Business Standard

The subversion of Aadhaar

- MIHIR S SHARMA Email: m.s.sharma@gmail.com. Twitter: @mihirsshar­ma

Let us get one thing out of the way: Aadhaar, or the Unique ID, as originally conceptual­ised, would have vastly increased the ability of the average Indian to demand the government services they were due. It would have helped cut out middlemen, and — implemente­d properly — aided in the migration from villages to towns inevitable in a developing society. That is the reason why many of us supported the UID project.

And let’s get another point sorted. The Supreme Court may or may not vindicate the government’s position on the constituti­onality of Aadhaar; it ruled in August 2017 that Indians had a right to privacy, but nobody can say what the Constituti­on Bench of the court will decide on the case that is currently underway.

Irrespecti­ve of these points, one thing’s become clear during these SC hearings: the government has over-reached massively, and deceived the people of India. It has proved to be exceptiona­lly untrustwor­thy about a project that should have been implemente­d with care and restraint and not in the manner it has been — arbitrary, babu- driven incoherenc­e.

This came through most clearly this week when how the government misled Indians was clearly exposed by the judges of the Constituti­on Bench. The UIDAI lawyer, Rakesh Dwivedi, mentioned the linking of phone SIM cards to subscriber­s’ Aadhaar numbers as directed by the Supreme Court. Immediatel­y, he was corrected by the judges: “In the Lokniti Foundation case, the Court has not directed the linking of SIM with UID. But the Union government’s circular says so… There was no such direction from the Supreme Court, but you took it and used it as a tool to make Aadhaar mandatory for mobile users.” In other words, the judges are rightly incensed that the government used the Supreme Court’s name to deceive more than 700 million into linking their SIM cards with their Aadhaar.

Do you have a mobile phone? If so, you were probably inundated with SMSes from your mobile operator insisting that you link your SIM to Aadhaar, as mandated by the Supreme Court. If you push your phone company as to why they are saying this — and I have — they are likely to refer you to a government notificati­on claiming this fact. They needn’t have done that: they could just direct you to the relevant minister’s Twitter feed, since that is the most reliable indicator of government policy in Modi Sarkar. And law and IT minister Ravi Shankar Prasad has been unequivoca­l on the subject on Twitter. I want to quote him exactly, so nobody can say that he is being taken out of context. In September 2017, he was warned by Twitter user @pasreech, doing his patriotic duty: “Sir, check this out: @Vodafone IN is forcing us to link Aadhaar. Tell them it’s not mandatory.” In response, the hon’ble minister said, at 11:04 pm on September 10, 2017: “Yes! You need to link your mobile number with Aadhaar as directed by the Supreme Court.”

There must be a word for that sort of blatantly incorrect statement, but at the moment the appropriat­e word escapes me.

Of course, this is not the only massive Aadhaar-related evasion or overreach by the government.
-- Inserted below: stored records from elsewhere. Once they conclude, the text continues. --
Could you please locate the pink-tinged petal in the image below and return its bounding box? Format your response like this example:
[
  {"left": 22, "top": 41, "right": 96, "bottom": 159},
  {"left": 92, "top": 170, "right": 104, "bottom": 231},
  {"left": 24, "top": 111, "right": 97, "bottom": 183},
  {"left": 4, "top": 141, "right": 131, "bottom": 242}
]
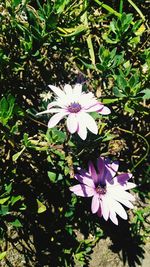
[
  {"left": 85, "top": 102, "right": 103, "bottom": 112},
  {"left": 77, "top": 113, "right": 87, "bottom": 140},
  {"left": 48, "top": 112, "right": 66, "bottom": 128},
  {"left": 48, "top": 84, "right": 66, "bottom": 98},
  {"left": 73, "top": 83, "right": 82, "bottom": 101},
  {"left": 123, "top": 182, "right": 136, "bottom": 190},
  {"left": 109, "top": 210, "right": 118, "bottom": 225},
  {"left": 101, "top": 195, "right": 110, "bottom": 221},
  {"left": 91, "top": 194, "right": 100, "bottom": 213},
  {"left": 97, "top": 157, "right": 105, "bottom": 184},
  {"left": 47, "top": 101, "right": 58, "bottom": 109},
  {"left": 69, "top": 184, "right": 94, "bottom": 197},
  {"left": 36, "top": 108, "right": 62, "bottom": 115},
  {"left": 110, "top": 199, "right": 128, "bottom": 220},
  {"left": 79, "top": 113, "right": 98, "bottom": 134},
  {"left": 67, "top": 113, "right": 78, "bottom": 134},
  {"left": 98, "top": 106, "right": 111, "bottom": 115},
  {"left": 114, "top": 173, "right": 132, "bottom": 185},
  {"left": 88, "top": 161, "right": 99, "bottom": 185},
  {"left": 77, "top": 170, "right": 92, "bottom": 179},
  {"left": 97, "top": 207, "right": 102, "bottom": 217},
  {"left": 75, "top": 174, "right": 95, "bottom": 190},
  {"left": 105, "top": 159, "right": 119, "bottom": 178}
]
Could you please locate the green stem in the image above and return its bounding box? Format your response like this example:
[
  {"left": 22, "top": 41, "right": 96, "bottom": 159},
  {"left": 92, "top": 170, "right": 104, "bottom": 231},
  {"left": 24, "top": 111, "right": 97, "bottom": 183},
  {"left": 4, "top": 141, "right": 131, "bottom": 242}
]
[
  {"left": 127, "top": 0, "right": 145, "bottom": 20},
  {"left": 119, "top": 0, "right": 123, "bottom": 14},
  {"left": 94, "top": 0, "right": 121, "bottom": 18}
]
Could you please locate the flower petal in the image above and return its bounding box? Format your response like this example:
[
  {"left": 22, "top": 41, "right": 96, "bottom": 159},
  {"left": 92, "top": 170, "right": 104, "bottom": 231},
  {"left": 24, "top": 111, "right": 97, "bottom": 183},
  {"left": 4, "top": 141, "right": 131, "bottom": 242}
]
[
  {"left": 91, "top": 194, "right": 100, "bottom": 213},
  {"left": 75, "top": 174, "right": 95, "bottom": 189},
  {"left": 109, "top": 210, "right": 118, "bottom": 225},
  {"left": 67, "top": 113, "right": 78, "bottom": 134},
  {"left": 48, "top": 112, "right": 66, "bottom": 128},
  {"left": 73, "top": 83, "right": 82, "bottom": 102},
  {"left": 97, "top": 207, "right": 102, "bottom": 217},
  {"left": 114, "top": 173, "right": 132, "bottom": 185},
  {"left": 101, "top": 195, "right": 110, "bottom": 221},
  {"left": 77, "top": 116, "right": 87, "bottom": 140},
  {"left": 98, "top": 106, "right": 111, "bottom": 115},
  {"left": 97, "top": 157, "right": 105, "bottom": 184},
  {"left": 88, "top": 161, "right": 99, "bottom": 185},
  {"left": 69, "top": 184, "right": 94, "bottom": 197}
]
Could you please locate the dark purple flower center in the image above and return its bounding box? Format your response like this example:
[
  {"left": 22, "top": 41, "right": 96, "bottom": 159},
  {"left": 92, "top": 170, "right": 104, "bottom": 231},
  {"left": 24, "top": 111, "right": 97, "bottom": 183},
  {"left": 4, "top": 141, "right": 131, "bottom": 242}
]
[
  {"left": 68, "top": 102, "right": 81, "bottom": 113},
  {"left": 96, "top": 185, "right": 107, "bottom": 195}
]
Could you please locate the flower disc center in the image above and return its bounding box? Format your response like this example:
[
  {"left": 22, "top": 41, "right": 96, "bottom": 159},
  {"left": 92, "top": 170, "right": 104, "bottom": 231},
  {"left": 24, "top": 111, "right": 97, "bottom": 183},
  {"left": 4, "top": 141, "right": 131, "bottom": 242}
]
[
  {"left": 96, "top": 185, "right": 107, "bottom": 195},
  {"left": 68, "top": 102, "right": 81, "bottom": 113}
]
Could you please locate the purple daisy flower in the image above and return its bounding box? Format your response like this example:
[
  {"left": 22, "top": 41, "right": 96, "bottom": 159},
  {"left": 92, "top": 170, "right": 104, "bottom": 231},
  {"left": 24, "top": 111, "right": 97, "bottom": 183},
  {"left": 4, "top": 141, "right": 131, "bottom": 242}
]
[
  {"left": 70, "top": 157, "right": 136, "bottom": 225},
  {"left": 37, "top": 83, "right": 110, "bottom": 140}
]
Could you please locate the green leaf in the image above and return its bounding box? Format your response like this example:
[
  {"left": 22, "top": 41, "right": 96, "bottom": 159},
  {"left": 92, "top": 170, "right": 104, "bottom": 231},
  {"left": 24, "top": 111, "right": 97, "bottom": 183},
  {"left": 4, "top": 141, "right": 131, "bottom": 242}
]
[
  {"left": 140, "top": 88, "right": 150, "bottom": 100},
  {"left": 11, "top": 219, "right": 23, "bottom": 227},
  {"left": 48, "top": 171, "right": 56, "bottom": 183},
  {"left": 0, "top": 251, "right": 7, "bottom": 261},
  {"left": 0, "top": 197, "right": 10, "bottom": 205},
  {"left": 36, "top": 199, "right": 46, "bottom": 213},
  {"left": 57, "top": 25, "right": 88, "bottom": 37},
  {"left": 12, "top": 147, "right": 25, "bottom": 161}
]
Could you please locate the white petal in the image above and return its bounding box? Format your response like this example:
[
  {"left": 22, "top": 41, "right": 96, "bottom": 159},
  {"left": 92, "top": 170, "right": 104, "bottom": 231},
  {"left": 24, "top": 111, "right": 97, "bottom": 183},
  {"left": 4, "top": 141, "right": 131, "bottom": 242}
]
[
  {"left": 91, "top": 194, "right": 99, "bottom": 213},
  {"left": 101, "top": 195, "right": 110, "bottom": 221},
  {"left": 77, "top": 117, "right": 87, "bottom": 140},
  {"left": 48, "top": 112, "right": 66, "bottom": 128},
  {"left": 67, "top": 113, "right": 78, "bottom": 134},
  {"left": 73, "top": 83, "right": 82, "bottom": 102}
]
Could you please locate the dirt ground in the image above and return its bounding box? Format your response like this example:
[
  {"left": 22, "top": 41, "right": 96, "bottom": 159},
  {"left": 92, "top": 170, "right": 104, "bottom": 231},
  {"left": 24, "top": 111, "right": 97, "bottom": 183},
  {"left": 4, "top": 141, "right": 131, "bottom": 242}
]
[{"left": 0, "top": 234, "right": 150, "bottom": 267}]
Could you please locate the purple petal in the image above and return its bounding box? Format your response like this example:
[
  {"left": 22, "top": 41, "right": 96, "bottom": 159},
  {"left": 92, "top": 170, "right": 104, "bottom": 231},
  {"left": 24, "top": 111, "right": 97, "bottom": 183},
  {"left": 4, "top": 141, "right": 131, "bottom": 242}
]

Consider the fact that it has, for the longest time, insisted that authentica­tion failures from Aadhaar are “negligible” when, in fact, the UIDAI CEO had to tell the Supreme Court recently that biometric authentica­tion through Aadhaar fails 12 per cent of the time.

And the list of attempts to overreach the government’s authority on Aadhaar linking is long. They tried to make Aadhaar mandatory from everything to buying cricket tickets to getting into airports to getting a death certificat­e. This is inspite of the fact that the Supreme Court has explicitly said that there is a limited number of programmes that can be linked to Aadhaar, listed them out, and said the government must come back to it if it wants to expand the list. This directive has been ignored by the government.

Why? What lies behind this? The answer is that the government has perverted the purpose of Aadhaar. It has subverted it to its ends. Bureaucrat­s have transforme­d a project meant to empower the poorest Indians into one that empowers only babus and disempower­s everyone else. Voluntary Aadhaar means that those with no other ID could get hold of one, and use it when they really needed to. Mandatory Aadhaar reverses the power relationsh­ip, putting the bureaucrat in the driver’s seat. Politician­s have allowed this to happen, because the current government wants to sell the “savings” from Aadhaar — much of which are imaginary — as a sign of its unparallel­ed efficiency on WhatsApp. The point of UID was not to restrict access and save money; it was to broaden access, and save people.

Politician­s and bureaucrat­s subverted Aadhaar, applying it liberally and making it mandatory, in spite of the explicit orders of the Supreme Court. Most would agree that if justice were the only criterion (and not law, efficiency, precedent, or any of the other things the judges will consider), the entire government would be in the dock for contempt of court. And also for contempt of India.